En una de esas ocasiones en
que nos paseábamos con la barquita por la bahía se nos acercó un barco cuya
tripulación estaba integrada por marroquíes y nos pidieron les permitiésemos
utilizar la barca para ir a recoger a un colega que se encontraba al otro lado
de la bahía. Les dijimos que no, pero, antes de pensarlo ya habían amarrado la
barca al barco, nos pidieron que subiésemos, pero nosotros,
"cagaditos" dijimos que no. Era igual, aquello empezó a correr y la barca
a dar saltos, llegados cerca de la playa nos dicen que ya no teníamos más
remedio que subir pues los hombres necesitaban nuestra barca para recoger al
que esperaba en la playa. Subimos. Al encontrarnos a bordo comprobamos que el
barco iba cargado de tabaco, de contrabando, claro. Una vez el
"servicio" realizado dimos la vuelta para dirigirnos al muelle.
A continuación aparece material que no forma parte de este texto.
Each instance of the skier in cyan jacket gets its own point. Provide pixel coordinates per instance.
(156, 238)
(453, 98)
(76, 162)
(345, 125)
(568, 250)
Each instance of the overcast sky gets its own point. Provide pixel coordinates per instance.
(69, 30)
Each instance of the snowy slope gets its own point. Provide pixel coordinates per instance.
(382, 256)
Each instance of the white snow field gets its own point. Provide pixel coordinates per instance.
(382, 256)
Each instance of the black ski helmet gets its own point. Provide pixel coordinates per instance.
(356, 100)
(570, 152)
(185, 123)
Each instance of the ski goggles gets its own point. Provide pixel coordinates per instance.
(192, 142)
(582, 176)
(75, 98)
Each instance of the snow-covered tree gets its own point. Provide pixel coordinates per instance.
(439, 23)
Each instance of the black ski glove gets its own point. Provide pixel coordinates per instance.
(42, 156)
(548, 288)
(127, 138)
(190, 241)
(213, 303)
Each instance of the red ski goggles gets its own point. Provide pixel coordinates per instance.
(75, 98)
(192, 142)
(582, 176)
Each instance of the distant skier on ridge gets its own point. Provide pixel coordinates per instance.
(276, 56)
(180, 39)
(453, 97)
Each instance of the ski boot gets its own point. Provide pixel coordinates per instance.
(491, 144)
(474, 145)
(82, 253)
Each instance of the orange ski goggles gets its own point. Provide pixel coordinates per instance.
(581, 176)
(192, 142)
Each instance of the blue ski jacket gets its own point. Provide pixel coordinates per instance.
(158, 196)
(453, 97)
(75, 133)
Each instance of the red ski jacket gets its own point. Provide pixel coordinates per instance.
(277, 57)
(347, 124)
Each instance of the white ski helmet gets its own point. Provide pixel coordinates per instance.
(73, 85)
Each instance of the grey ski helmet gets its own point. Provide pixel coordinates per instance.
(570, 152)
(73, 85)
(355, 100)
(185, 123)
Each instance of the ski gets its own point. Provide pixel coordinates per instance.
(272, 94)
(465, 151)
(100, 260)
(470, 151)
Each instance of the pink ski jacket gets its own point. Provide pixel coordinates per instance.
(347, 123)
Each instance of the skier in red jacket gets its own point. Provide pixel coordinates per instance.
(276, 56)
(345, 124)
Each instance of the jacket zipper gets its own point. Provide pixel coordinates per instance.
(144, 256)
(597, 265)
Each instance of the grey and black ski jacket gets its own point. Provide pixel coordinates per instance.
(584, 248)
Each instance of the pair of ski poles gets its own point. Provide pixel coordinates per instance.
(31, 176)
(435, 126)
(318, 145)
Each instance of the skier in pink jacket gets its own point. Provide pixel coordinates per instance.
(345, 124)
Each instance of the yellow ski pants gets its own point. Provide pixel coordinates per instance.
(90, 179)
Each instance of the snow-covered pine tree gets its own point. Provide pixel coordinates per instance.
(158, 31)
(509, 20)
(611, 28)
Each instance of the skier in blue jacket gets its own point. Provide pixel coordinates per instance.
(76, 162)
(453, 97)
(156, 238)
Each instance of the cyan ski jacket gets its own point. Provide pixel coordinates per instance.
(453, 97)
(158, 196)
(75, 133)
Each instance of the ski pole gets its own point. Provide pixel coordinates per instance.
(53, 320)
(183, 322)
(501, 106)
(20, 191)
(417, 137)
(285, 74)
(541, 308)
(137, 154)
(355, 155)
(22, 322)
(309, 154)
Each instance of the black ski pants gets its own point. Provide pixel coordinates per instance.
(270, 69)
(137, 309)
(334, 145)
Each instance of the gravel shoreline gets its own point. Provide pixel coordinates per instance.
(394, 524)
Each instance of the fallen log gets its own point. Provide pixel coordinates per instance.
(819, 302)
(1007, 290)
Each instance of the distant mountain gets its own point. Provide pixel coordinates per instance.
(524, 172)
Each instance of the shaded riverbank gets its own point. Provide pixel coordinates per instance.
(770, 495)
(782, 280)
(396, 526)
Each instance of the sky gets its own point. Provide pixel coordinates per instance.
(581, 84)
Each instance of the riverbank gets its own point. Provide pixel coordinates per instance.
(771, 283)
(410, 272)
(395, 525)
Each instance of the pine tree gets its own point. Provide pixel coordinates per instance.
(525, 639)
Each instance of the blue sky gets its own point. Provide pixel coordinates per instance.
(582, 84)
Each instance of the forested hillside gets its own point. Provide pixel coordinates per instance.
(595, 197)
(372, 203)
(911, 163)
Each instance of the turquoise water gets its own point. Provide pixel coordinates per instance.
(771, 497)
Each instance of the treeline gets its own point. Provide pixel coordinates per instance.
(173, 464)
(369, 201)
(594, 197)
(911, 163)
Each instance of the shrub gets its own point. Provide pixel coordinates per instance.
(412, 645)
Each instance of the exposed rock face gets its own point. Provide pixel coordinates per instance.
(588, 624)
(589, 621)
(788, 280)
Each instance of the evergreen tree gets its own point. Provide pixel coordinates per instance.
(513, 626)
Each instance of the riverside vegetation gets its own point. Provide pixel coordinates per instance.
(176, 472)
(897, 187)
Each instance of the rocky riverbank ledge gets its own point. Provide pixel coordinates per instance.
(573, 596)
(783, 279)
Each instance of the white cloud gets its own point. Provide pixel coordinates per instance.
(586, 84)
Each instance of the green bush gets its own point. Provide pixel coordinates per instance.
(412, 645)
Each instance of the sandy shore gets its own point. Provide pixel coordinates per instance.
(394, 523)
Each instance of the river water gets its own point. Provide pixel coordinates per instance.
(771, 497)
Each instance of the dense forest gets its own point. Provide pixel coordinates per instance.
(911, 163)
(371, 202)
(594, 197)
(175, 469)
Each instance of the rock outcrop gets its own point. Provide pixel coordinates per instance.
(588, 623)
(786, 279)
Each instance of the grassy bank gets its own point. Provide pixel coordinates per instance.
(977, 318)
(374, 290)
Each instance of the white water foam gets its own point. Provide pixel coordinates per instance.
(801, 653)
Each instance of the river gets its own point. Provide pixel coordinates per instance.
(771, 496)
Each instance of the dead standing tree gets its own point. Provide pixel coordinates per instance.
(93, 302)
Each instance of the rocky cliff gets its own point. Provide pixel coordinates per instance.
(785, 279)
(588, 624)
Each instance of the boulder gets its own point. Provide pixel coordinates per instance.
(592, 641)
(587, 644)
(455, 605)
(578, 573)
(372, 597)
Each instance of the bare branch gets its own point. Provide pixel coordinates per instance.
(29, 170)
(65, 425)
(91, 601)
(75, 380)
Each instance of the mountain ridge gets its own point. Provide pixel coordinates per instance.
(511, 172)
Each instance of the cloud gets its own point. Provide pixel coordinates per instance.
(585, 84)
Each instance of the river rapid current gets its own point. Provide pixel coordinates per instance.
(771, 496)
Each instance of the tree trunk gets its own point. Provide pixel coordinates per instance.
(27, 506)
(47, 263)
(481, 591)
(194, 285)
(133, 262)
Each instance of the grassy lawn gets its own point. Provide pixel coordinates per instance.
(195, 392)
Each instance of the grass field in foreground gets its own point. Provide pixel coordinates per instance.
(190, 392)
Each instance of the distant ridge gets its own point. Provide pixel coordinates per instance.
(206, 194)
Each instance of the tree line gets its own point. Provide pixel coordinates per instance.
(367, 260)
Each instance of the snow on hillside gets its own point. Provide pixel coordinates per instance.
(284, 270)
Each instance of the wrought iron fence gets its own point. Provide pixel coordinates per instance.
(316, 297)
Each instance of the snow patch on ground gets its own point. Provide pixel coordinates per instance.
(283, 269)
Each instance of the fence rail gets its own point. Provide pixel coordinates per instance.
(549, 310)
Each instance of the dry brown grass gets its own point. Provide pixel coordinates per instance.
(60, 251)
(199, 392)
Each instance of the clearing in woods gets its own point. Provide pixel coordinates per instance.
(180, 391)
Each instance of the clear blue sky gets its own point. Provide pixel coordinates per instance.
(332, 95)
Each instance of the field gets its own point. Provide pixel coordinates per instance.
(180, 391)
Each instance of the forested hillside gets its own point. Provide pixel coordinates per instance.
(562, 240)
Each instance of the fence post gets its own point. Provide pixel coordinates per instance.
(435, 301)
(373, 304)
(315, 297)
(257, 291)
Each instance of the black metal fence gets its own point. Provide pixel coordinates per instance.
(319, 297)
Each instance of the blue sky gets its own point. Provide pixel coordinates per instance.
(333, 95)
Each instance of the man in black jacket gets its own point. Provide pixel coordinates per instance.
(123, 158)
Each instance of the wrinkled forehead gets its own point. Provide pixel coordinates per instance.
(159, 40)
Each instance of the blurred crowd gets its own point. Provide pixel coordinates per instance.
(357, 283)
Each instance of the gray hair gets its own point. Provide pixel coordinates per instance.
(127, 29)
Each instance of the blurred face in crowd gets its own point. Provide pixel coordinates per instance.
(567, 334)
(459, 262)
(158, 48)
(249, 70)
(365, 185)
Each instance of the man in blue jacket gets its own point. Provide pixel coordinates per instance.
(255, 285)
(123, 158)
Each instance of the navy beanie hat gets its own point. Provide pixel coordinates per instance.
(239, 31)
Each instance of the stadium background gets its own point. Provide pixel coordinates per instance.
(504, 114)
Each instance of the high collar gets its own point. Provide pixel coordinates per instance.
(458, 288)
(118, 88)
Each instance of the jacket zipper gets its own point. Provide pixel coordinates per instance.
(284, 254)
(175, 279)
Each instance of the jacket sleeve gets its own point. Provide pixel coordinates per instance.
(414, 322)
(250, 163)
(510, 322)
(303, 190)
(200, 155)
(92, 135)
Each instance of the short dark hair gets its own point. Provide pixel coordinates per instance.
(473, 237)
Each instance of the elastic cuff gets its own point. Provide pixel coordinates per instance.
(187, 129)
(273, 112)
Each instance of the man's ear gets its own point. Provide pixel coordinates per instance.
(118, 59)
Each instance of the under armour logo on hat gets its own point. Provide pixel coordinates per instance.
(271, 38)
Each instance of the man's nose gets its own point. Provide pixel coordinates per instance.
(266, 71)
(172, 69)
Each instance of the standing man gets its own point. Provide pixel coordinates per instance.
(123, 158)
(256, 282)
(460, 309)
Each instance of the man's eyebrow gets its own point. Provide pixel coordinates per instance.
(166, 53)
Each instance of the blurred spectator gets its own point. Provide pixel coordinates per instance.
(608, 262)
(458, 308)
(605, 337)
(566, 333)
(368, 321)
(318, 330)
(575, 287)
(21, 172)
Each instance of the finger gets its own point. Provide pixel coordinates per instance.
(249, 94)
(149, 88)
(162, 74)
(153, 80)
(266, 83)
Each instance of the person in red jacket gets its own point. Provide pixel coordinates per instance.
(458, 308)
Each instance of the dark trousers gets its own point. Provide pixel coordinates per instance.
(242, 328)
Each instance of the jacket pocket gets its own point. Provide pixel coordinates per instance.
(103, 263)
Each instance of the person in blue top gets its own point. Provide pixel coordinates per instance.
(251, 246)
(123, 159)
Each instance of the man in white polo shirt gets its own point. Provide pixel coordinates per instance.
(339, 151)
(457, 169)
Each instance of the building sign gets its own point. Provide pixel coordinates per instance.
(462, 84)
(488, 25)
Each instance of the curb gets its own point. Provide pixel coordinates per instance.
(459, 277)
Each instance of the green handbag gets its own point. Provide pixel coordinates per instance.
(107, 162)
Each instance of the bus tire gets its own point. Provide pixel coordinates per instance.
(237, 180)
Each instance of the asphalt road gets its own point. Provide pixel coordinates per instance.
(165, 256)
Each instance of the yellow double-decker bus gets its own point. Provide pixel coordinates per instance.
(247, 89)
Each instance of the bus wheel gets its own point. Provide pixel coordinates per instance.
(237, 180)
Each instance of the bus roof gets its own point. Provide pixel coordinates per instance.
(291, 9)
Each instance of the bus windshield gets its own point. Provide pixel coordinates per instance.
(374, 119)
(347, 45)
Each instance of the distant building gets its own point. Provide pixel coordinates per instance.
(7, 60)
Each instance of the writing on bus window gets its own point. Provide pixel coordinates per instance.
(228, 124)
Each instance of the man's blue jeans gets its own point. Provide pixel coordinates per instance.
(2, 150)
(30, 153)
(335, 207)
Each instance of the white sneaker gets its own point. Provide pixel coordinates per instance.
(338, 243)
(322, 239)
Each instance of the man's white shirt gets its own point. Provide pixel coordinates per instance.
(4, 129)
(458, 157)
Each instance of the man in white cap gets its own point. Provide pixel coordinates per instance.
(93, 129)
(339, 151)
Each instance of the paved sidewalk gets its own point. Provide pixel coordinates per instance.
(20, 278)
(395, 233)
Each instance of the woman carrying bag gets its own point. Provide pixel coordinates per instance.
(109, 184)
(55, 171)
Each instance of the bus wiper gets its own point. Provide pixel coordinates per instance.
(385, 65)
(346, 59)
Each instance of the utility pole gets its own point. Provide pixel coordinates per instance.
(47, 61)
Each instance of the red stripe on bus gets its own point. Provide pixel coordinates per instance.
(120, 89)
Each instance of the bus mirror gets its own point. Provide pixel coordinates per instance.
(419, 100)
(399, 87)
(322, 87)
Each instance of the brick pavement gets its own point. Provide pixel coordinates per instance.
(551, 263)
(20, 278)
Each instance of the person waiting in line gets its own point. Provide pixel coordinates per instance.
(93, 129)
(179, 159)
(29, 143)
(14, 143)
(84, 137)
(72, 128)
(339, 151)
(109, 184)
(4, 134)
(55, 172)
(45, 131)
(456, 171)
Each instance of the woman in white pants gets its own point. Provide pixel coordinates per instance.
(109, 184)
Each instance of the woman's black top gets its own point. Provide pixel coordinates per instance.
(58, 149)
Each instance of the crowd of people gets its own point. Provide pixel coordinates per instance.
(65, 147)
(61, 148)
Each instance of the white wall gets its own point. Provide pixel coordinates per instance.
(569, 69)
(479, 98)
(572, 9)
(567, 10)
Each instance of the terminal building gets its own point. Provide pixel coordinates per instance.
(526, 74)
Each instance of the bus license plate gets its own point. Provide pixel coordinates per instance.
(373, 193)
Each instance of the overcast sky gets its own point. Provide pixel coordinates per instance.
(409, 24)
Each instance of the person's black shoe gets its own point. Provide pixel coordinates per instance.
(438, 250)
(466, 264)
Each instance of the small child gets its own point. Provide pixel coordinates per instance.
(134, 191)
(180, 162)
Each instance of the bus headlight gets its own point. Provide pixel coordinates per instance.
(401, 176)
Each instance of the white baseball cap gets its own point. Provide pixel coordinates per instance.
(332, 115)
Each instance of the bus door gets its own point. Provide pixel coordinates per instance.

Nosotros como estábamos a bordo, allí seguimos, pero, la cosa no acaba aquí. En
un momento dado uno de los tripulantes se quita la chaqueta y esta cae sobre el
motor se enrolla en él y el barco se detiene. Uno de ellos saca un enorme
cuchillo y nosotros, más asustados, pero, obviamente, el cuchillo era para
liberar al motor de la chaqueta. Despedazaron esta con aquella enorme faca.
Cuando pudieron volver a ponerlo en funcionamiento se reanudó el viaje. Una vez
llegados al puerto subimos a la barca para devolverla a su dueño. El resultado
de la odisea fue que no nos regalaron un paquete de tabaco ni na, que habíamos
pasado un soberano susto y, como el tiempo por el que habíamos alquilado la
barca se había excedido pues hubimos de pagar un extra.